AKP’nin hiçbir zaman için çözüm niyeti olmadı. Oyalamak, yeni ve kapsamlı bir savaşa hazırlık için zaman kazanmak istedi. 2010'da kaleme alınan Önderlik Savunmaları’nın beşinci cildinde  AKP’nin niyeti çok net bir şekilde ortaya konulmuştu. Önderliği bütünlüklü okumamak, doğru anlamamıza da engel olur. Pergelin sabit ayağından gözleri ayırıp diğer ayağına odaklanmak, stratejiden kopuk bir politik seyre yelken açmak anlamına gelir. Kaldı ki Önder Apo her fırsatta uyarıcı olmaya devam etti. Uyarmakla kalmadı, yapıcı, inşa edici, yönlendirici rolünü o daracık mekandan yapmaya azami düzeyde gayret gösterdi. En başta koca bir külliyat yarattı. Alternatif bir paradigmayı ortaya koymakla kalmadı. Geçmişi, günceli analiz etti, geleceğe ışık tuttu. Bu günleri işaret ettiği hangi konuda yanıldığı, kimse gösterebilir mi? Tam üç yıl önce yazmıştı o satırları.

Önder Apo'nun en önemli üç stratejik hamlesi

Politik müdahaleleri çok önemliydi. Yapılmak isteneni görüyordu. Siyaset konuşacak, silahlar susacak diyenler, en azından oyunlarını inandırıcı kılabilmek için asgari düzeyde siyasal alana göz yummak zorunda kalacaklardı. Bu iyi bir fırsattı. HDP böyle bir süreçte yaratıldı. Rojava, Şengal hamleleri böyle bir sürecin ürünüydü. Önder Apo'nun en önemli üç stratejik hamlesiydi. Önder Apo düşmanı olanlar bile bu hakikati itiraf etmek zorunda kaldılar. Etkileri biliniyor. Hem Kuzey’de, hem Kurdistan'ın tamamında, hem Türkiye'nin batısında. Gezi, böyle bir sürecin içinde gelişti. Önder Apo, muhatabının oyun oynadığı bu süreci kitleselleştirip kalıcı hale getirmek istiyordu.

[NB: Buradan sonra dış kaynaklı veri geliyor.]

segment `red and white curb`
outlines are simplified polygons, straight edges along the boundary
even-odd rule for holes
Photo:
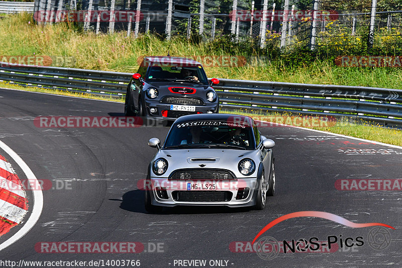
[[[0,236],[22,222],[28,200],[11,164],[0,155]]]
[[[9,147],[9,146],[4,143],[4,142],[0,141],[0,148],[1,148],[4,152],[6,152],[7,154],[10,156],[10,158],[12,158],[15,163],[21,168],[21,170],[22,170],[23,172],[25,175],[25,177],[26,177],[27,180],[28,182],[29,182],[30,186],[32,189],[37,189],[35,191],[32,191],[32,197],[33,197],[33,201],[30,204],[30,211],[31,213],[29,215],[29,217],[28,219],[26,220],[26,221],[23,224],[22,224],[22,227],[21,228],[18,230],[18,231],[15,233],[12,236],[10,237],[9,239],[3,242],[1,244],[0,244],[0,250],[2,250],[8,246],[10,246],[10,245],[12,244],[13,243],[15,243],[19,239],[20,239],[21,237],[25,235],[34,226],[35,226],[35,224],[38,222],[38,220],[39,219],[39,217],[40,217],[41,214],[42,214],[42,210],[43,209],[43,193],[42,192],[42,190],[41,189],[37,189],[37,186],[39,184],[39,182],[38,181],[38,179],[36,178],[36,177],[34,174],[34,173],[32,172],[32,171],[31,170],[31,169],[29,168],[28,165],[22,160],[22,159],[19,156],[17,153],[14,152],[13,149]],[[9,163],[8,164],[7,164],[8,162],[5,161],[6,160],[4,158],[2,158],[1,161],[3,162],[0,162],[3,163],[4,165],[4,167],[6,167],[8,166]],[[3,168],[1,168],[3,169]],[[14,170],[13,170],[14,171]],[[15,175],[15,173],[13,172],[10,172],[10,170],[9,171],[9,173],[7,173],[9,175],[10,175],[8,177],[9,178],[14,178],[15,179],[16,177],[13,177],[12,175],[14,174]],[[5,178],[6,180],[7,178]],[[2,181],[3,182],[6,182],[6,183],[9,183],[10,182],[8,181]],[[13,181],[12,182],[17,184],[17,181]],[[4,183],[4,182],[3,183]],[[21,194],[21,192],[12,192],[11,190],[14,190],[11,189],[12,186],[16,186],[14,184],[10,184],[10,186],[9,189],[5,189],[5,191],[9,191],[9,192],[13,193],[11,194],[12,196],[14,196],[15,197],[16,196],[20,196],[21,197],[23,197],[21,196],[18,194]],[[36,188],[35,188],[36,187]],[[17,190],[20,190],[17,188]],[[17,199],[17,198],[15,198]],[[26,198],[25,199],[26,201]],[[20,199],[21,200],[21,199]],[[22,205],[22,203],[19,203],[19,205],[21,206]],[[9,206],[6,204],[6,206]],[[25,205],[26,206],[26,202],[25,203]],[[23,209],[20,207],[18,207],[18,206],[15,204],[11,204],[10,205],[14,206],[14,207],[19,207],[19,209],[22,209],[23,210],[25,210],[26,213],[26,210]],[[14,208],[14,207],[11,207]],[[7,210],[8,212],[9,210]],[[11,215],[10,213],[7,214],[7,217],[10,217]],[[24,214],[25,215],[25,214]],[[14,219],[17,221],[13,221],[13,222],[15,222],[16,223],[18,223],[17,222],[20,221],[21,222],[21,220],[22,219],[23,217],[23,215],[21,216],[21,215],[16,215],[14,214]],[[10,220],[11,221],[11,220]],[[9,224],[12,224],[12,223],[9,222]],[[15,225],[14,225],[15,226]],[[11,228],[11,227],[10,227]]]

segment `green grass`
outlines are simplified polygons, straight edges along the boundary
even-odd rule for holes
[[[71,24],[38,26],[33,23],[30,14],[8,16],[0,20],[0,37],[2,37],[0,55],[73,57],[73,65],[60,63],[58,66],[134,73],[140,63],[138,59],[145,55],[165,55],[169,52],[172,56],[178,56],[248,57],[256,56],[257,53],[244,49],[240,45],[229,48],[231,52],[228,53],[226,45],[219,47],[216,43],[195,43],[180,38],[167,41],[153,35],[141,35],[135,39],[127,38],[124,32],[97,36],[77,29]],[[293,67],[287,66],[279,58],[269,64],[248,64],[234,68],[206,67],[205,69],[209,77],[402,89],[402,72],[399,68],[343,68],[336,66],[329,60],[316,59],[309,61],[300,58],[300,61],[297,67]],[[117,101],[86,93],[26,88],[6,83],[0,84],[0,87]],[[117,101],[122,102],[124,99]],[[228,112],[244,113],[239,111]],[[402,146],[400,130],[375,125],[340,123],[314,128]]]

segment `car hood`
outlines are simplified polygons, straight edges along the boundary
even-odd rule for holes
[[[162,91],[166,91],[166,92],[171,93],[169,90],[169,87],[191,87],[195,89],[197,91],[201,90],[205,91],[210,88],[212,89],[208,85],[201,85],[196,83],[191,82],[148,82],[150,86],[153,86],[159,89]],[[190,94],[189,94],[190,95]]]
[[[168,168],[161,176],[156,176],[150,171],[152,177],[168,177],[174,170],[181,169],[204,168],[223,169],[231,171],[237,178],[245,178],[239,171],[239,162],[244,158],[250,158],[256,164],[256,171],[248,178],[255,177],[261,161],[261,151],[225,149],[191,149],[160,150],[152,162],[159,158],[167,161]],[[151,163],[151,165],[152,164]],[[204,166],[203,167],[199,165]],[[205,166],[204,166],[205,165]]]

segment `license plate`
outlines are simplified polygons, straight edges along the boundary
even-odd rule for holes
[[[216,183],[207,182],[187,182],[187,191],[216,191]]]
[[[170,105],[170,110],[195,111],[195,106],[190,106],[190,105],[178,105],[171,104]]]

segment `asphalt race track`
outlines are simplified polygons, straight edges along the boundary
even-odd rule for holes
[[[163,142],[168,127],[39,128],[34,124],[37,116],[123,116],[124,104],[6,89],[0,89],[0,140],[38,180],[51,181],[53,188],[43,191],[39,220],[0,251],[2,260],[139,260],[141,267],[157,267],[197,266],[197,262],[182,261],[179,266],[178,260],[198,259],[206,260],[206,267],[211,260],[213,266],[235,267],[402,265],[400,189],[341,191],[335,187],[337,180],[402,179],[402,149],[294,127],[260,127],[276,143],[276,193],[268,198],[264,210],[176,207],[151,214],[144,208],[143,191],[137,182],[145,178],[156,152],[147,145],[148,140],[155,137]],[[0,155],[5,155],[1,150]],[[11,163],[24,179],[18,166]],[[32,193],[27,195],[30,207]],[[373,227],[351,228],[321,218],[295,218],[278,223],[261,237],[290,242],[312,237],[327,241],[331,236],[337,239],[338,248],[288,250],[269,260],[249,248],[248,252],[232,252],[246,249],[246,242],[271,221],[302,211],[328,212],[355,223],[382,223],[395,229],[384,228],[390,243],[376,250],[369,244]],[[23,225],[0,237],[0,243]],[[380,234],[377,234],[380,242]],[[358,237],[363,244],[349,247],[343,243],[341,247],[341,238],[351,238],[350,245]],[[35,248],[40,242],[69,241],[137,242],[144,249],[131,253],[41,253]]]

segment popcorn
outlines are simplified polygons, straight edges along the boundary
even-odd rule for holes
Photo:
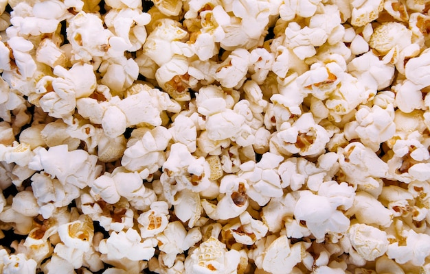
[[[187,273],[205,273],[209,270],[216,273],[233,273],[236,271],[239,260],[238,251],[227,251],[225,244],[211,237],[193,250],[184,264]]]
[[[109,48],[109,40],[113,35],[103,27],[96,15],[81,11],[69,22],[67,29],[72,46],[73,58],[89,62],[93,56],[104,56]]]
[[[43,169],[52,177],[56,177],[63,185],[68,183],[83,188],[88,186],[89,179],[100,174],[102,166],[96,165],[96,161],[95,155],[89,155],[82,149],[68,151],[67,146],[62,145],[47,151],[40,148],[29,167],[37,171]]]
[[[153,237],[161,233],[168,224],[168,205],[163,201],[158,201],[150,205],[150,210],[141,214],[137,218],[140,226],[140,236],[144,238]]]
[[[374,260],[388,249],[386,233],[370,225],[354,224],[348,229],[348,236],[352,247],[367,260]]]
[[[1,261],[3,272],[28,274],[36,272],[36,262],[34,260],[27,258],[24,254],[3,256]]]
[[[260,206],[267,203],[271,197],[282,196],[281,182],[277,172],[282,160],[282,156],[268,152],[263,154],[258,163],[249,161],[240,166],[241,172],[239,174],[249,185],[247,195]]]
[[[121,163],[132,171],[137,171],[145,179],[157,171],[166,160],[163,151],[171,138],[170,132],[163,127],[152,130],[135,129],[127,142]]]
[[[155,236],[158,240],[159,249],[165,252],[164,263],[167,266],[172,266],[177,255],[192,247],[201,240],[201,233],[198,228],[193,228],[187,232],[179,221],[169,223],[163,232]]]
[[[378,18],[384,8],[383,1],[354,1],[351,3],[351,25],[362,27]]]
[[[252,219],[247,212],[242,213],[239,219],[239,223],[229,227],[230,233],[237,242],[251,245],[267,233],[267,227],[261,221]]]
[[[109,45],[118,51],[135,51],[146,40],[145,25],[150,16],[136,9],[111,10],[104,17],[104,22],[115,36],[109,38]]]
[[[243,49],[233,51],[216,69],[215,79],[225,88],[241,86],[248,71],[249,55],[249,52]]]
[[[430,271],[429,18],[0,0],[0,273]]]
[[[155,244],[151,238],[144,240],[139,233],[129,228],[126,232],[112,232],[107,240],[102,240],[99,251],[106,254],[109,260],[126,258],[132,261],[149,260],[154,256]]]
[[[273,273],[291,273],[294,266],[304,257],[308,244],[305,242],[290,244],[286,236],[273,241],[264,255],[262,268]]]

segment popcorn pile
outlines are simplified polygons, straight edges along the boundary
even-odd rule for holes
[[[429,11],[1,0],[0,272],[430,273]]]

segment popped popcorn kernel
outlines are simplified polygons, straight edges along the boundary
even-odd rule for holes
[[[0,0],[0,273],[430,273],[427,0]]]

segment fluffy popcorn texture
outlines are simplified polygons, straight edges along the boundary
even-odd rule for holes
[[[0,0],[0,273],[429,272],[427,2]]]

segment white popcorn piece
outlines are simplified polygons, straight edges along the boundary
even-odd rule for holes
[[[130,87],[139,76],[137,63],[133,58],[127,59],[124,56],[102,62],[98,71],[103,76],[102,84],[115,92]]]
[[[0,125],[1,124],[2,122],[0,122]],[[19,142],[29,144],[32,150],[34,150],[38,147],[46,146],[46,143],[45,142],[45,140],[42,138],[41,134],[41,132],[44,127],[45,125],[35,125],[26,128],[25,129],[23,130],[19,134]],[[12,129],[12,128],[10,129]],[[5,135],[6,135],[8,132],[8,129],[2,129],[2,132],[3,132]],[[5,138],[5,136],[3,138]],[[1,138],[0,137],[0,140],[1,139]],[[0,142],[1,142],[1,141],[0,141]],[[7,141],[6,142],[9,142]],[[10,144],[5,145],[12,145],[12,142],[10,142]]]
[[[320,1],[297,1],[289,0],[281,4],[279,9],[280,16],[282,20],[291,21],[296,15],[302,17],[311,17],[317,11]]]
[[[246,181],[236,175],[227,175],[223,177],[220,184],[220,192],[224,193],[216,205],[206,199],[201,201],[205,212],[212,219],[227,220],[239,216],[248,207]]]
[[[416,85],[418,89],[430,86],[430,77],[423,73],[430,63],[429,63],[430,51],[423,51],[419,56],[411,58],[406,63],[405,73],[407,79]]]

Çağrıları hep bu yönlü olmuştu, hatırlarda dır.

Ama yapılmadı, yapılamadı. Yük yine Önder Apo'nun sırtına yüklendi. Kimileri hakikati bütünlüklü görmek istemedi, pergele bütünlüklü bakmadı, bakamadı. Önderliğin iki seçenekli uyarılarından duymak istediğine kulak kabartanlar maalesef az değildi. Oysa Önderlik her fırsatta "samimi yaklaşırlarsa olumlu yanıt veririz ve demokratik siyasetle yürürüz. Ama tersi olursa eskisinden daha güçlü direniriz. Her ikisine de hazırız, hazırlıklı olmalıyız" demekten geri durmamıştı. Daha çok rehavete meyledildi, bu görülüyordu.

Herkes, her sahada asli görevine yoğunlaşması gerekirken "makul insan", "çözümcü kişilik" trendi oluştu. Devletin derdi makul ve çözümcü kişiliği bulmak olsaydı, o zaten İmralı’daydı, bunu en iyi devlet biliyordu. O da rolünü zaten oynamaya hazırdı. Hala da hazır. İmralı dışında bu role soyunmak, niyet ne olursa olsun rol çalmak, İmralı’nın elini zayıflatmak olur. Devlet de böyle ister zaten. Bunu geliştirmek, yaratmak, büyütmek ve İmralı’nın elini zayıflatarak onun karşısına çıkmak ister.

Her birimiz "makul insan" rolüne soyunmak yerine, tüm mücadele bileşenleri olarak bulunduğumuz her alanda kendi asli işlerimize yoğunlaştığımızda göreceğiz ki, hem kendi sorumluluklarımızı hakkıyla yerine getiriyoruz, hem de doğru yoldaşlığın ve ekip olmanın ruhuna bizzat pratikte bunları kazandırarak birbirimizi tamamlıyor ve Önder Apo'nun önünü açmış oluyoruz.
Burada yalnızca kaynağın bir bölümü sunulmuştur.